Among the tidbits that made me do a double take or three are the following:

There is one active head coach hired at his current gig in the 1990s - Iowa's Kirk Ferentz;

It's been a full five years since an NFL team hired a sitting college head coach - Houston hiring Bill O'Brien from Penn State;

And this one is nuts Half of all current FBS head coaches have been hired since Nov. 10, 2016.

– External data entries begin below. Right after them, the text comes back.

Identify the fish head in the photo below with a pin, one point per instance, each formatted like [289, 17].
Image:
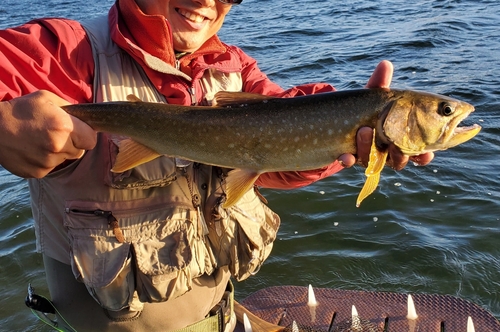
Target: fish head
[419, 122]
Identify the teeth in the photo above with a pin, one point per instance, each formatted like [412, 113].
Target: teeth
[192, 16]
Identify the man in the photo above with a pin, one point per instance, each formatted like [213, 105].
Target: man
[152, 248]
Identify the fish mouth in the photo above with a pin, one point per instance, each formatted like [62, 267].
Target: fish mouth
[454, 134]
[462, 134]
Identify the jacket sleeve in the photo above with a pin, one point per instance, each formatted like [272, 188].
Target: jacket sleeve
[48, 54]
[255, 81]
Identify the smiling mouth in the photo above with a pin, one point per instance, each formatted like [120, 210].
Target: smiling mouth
[193, 17]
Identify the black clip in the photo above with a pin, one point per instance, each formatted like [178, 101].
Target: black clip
[38, 303]
[223, 310]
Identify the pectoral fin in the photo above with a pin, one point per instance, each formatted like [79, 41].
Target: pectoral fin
[132, 154]
[375, 165]
[238, 182]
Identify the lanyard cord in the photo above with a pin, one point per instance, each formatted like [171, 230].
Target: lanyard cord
[40, 306]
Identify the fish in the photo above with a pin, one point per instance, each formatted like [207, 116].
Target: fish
[252, 134]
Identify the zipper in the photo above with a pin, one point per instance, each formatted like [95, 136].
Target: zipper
[112, 221]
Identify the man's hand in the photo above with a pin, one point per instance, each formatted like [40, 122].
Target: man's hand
[381, 78]
[36, 135]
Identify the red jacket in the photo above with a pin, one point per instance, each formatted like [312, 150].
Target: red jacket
[55, 55]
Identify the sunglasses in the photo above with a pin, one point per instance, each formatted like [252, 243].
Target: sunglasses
[231, 2]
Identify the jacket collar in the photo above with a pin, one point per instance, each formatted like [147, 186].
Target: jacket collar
[146, 44]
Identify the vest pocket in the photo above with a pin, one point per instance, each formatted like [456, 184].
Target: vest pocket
[128, 256]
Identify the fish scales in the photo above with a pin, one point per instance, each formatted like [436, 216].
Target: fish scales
[254, 134]
[295, 133]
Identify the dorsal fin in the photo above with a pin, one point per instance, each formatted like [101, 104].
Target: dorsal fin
[226, 98]
[134, 99]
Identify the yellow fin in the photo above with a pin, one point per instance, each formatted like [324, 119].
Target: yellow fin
[226, 98]
[375, 165]
[132, 154]
[134, 99]
[238, 182]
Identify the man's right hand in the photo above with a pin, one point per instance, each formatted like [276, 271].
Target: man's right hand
[36, 135]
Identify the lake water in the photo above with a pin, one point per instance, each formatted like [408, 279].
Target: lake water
[432, 229]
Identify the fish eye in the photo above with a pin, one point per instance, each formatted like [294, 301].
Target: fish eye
[446, 109]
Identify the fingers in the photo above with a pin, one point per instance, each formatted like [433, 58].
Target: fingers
[382, 75]
[36, 135]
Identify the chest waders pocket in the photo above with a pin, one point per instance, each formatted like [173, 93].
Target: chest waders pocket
[126, 256]
[242, 236]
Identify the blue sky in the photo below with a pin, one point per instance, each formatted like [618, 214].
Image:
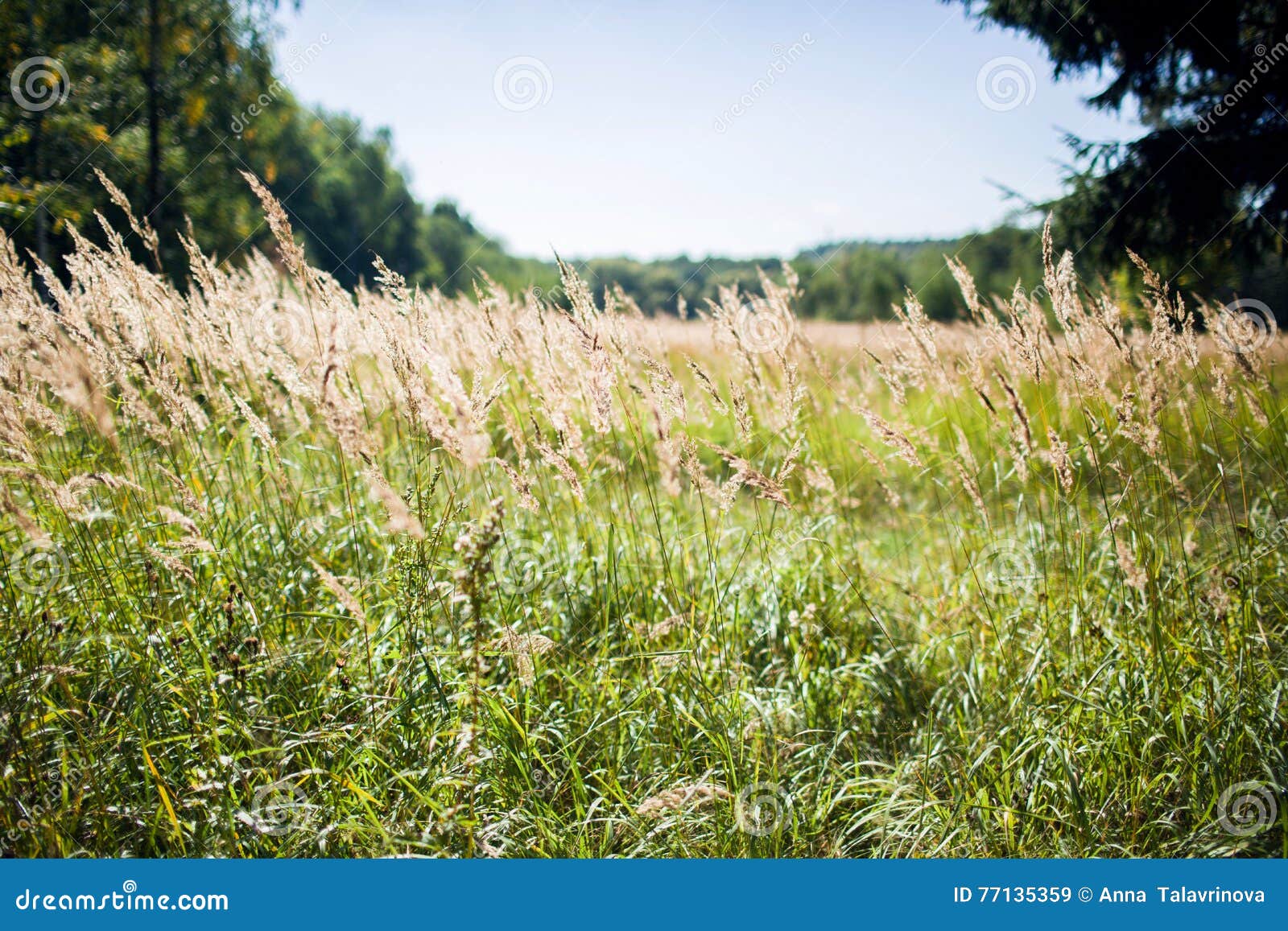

Now that's a lot of turnover friends.

This and that

- Speaking of savvy, how sly was the Super Bowl promotion from Pizza Hut that is getting national attention. The deal is free pizza for a year and tickets to next year's Super Bowl for the first time-stamped social media picture of the first born child in the country after the kickoff of Sunday's game. Cool idea Hut marketing people.

- Because it's either in the Bill of Rights or the Magna Carta, we are bound by common law and common decency to abide by the code of "If Weeds writes about big picture college basketball, we must read Weeds on big picture college basketball." And in such, we will share because, as always, Weeds on college hoops and Paschall on college football are as good as anyone on their specialty anywhere. Yes, anywhere.

- And while we are here, the reports of Admiral Schofield's demise seem to be greatly exaggerated. Dude had 20 first-half points as Tennessee pimp-slapped South Carolina. No offense to any other SEC team - and Weeds touched on this above - but the SEC has two truly great teams (UK and UT), one very good-to-at-times-great team in LSU and a slew of pretty good to good teams, including the impossible to figure Auburn Tigers, who have serious issues.

- Side point for Chas: Been a long time that UK has made a trip to Nashville look that easy. Now that may be as every bit about the Commodores' struggles as the Cats surging, but wow. In an ideal trap spot - after a home win over now-tumbling Kansas and before a big trip to Gainesville - at Memorial Gym in which the Commodores have flourished in during previous seasons, the final was 87-52. And it was not that close.

- OK, did you see the story that Tyson is recalling tens of thousands of chicken nuggets because of rubber contamination? Seriously. That leads to a couple of queries, right? First, many how many chickens are we plowing through a day if we're recalling that many nuggets, never mind if we as a nation are going to consume more than 1 billion chicken wings on Super Sunday alone. Next, have you had a Tyson chicken nugget? As 'chewy' as they are, the chief concern about rubber being included would have to be not enough inserted, right?

- O.M.G. Holy buckets of lead feet and stupidity. This woman was pulled over doing 115. In a 35. With slush and snow on the ground. Man, some folks are bound and determined to prove Chuck Darwin right aren't they?

- My stance on current day country music is pretty well known. Well, much to my surprise, there actually are a couple of folks trying to reverse the Luke Bryan-ization and Florida-Georgia Line-ifying of the genre. First, there is this well-written and quite catchy tune from Jake Owen. And know this Ashley McBryde looks to be the real deal folks with this and this.

Today's questions

Which way Wednesday will start this way:

Which out-of-the-box prediction do you have for Sunday?

Which college coaching hire was the best in your view?

It's National Croissant Day which breakfast bread are you choosing, toast, biscuit, croissant?

Speaking of days, it's also national inane answering message day and yodel for your neighbors day, so there's that.

Speaking of grading hires, on this day in 1933, Paul von Hindenburg appointed Adolf Hitler as Reich Chancellor. That hire is an F-----. Man, the Hindenburg name does not generate positive memories.

Speaking of country music stars, Patsy Cline released "I Fall to Pieces" was released on this day in 1961.

Christian Bale is 45 today. FDR would have been 137. Dick Cheney is 78. Payne Stewart would have been 62.

Also, Mean Gene Hackman is 89 today. Rushmore of Hackman performances. Go, and remember the mailbag and the props contest.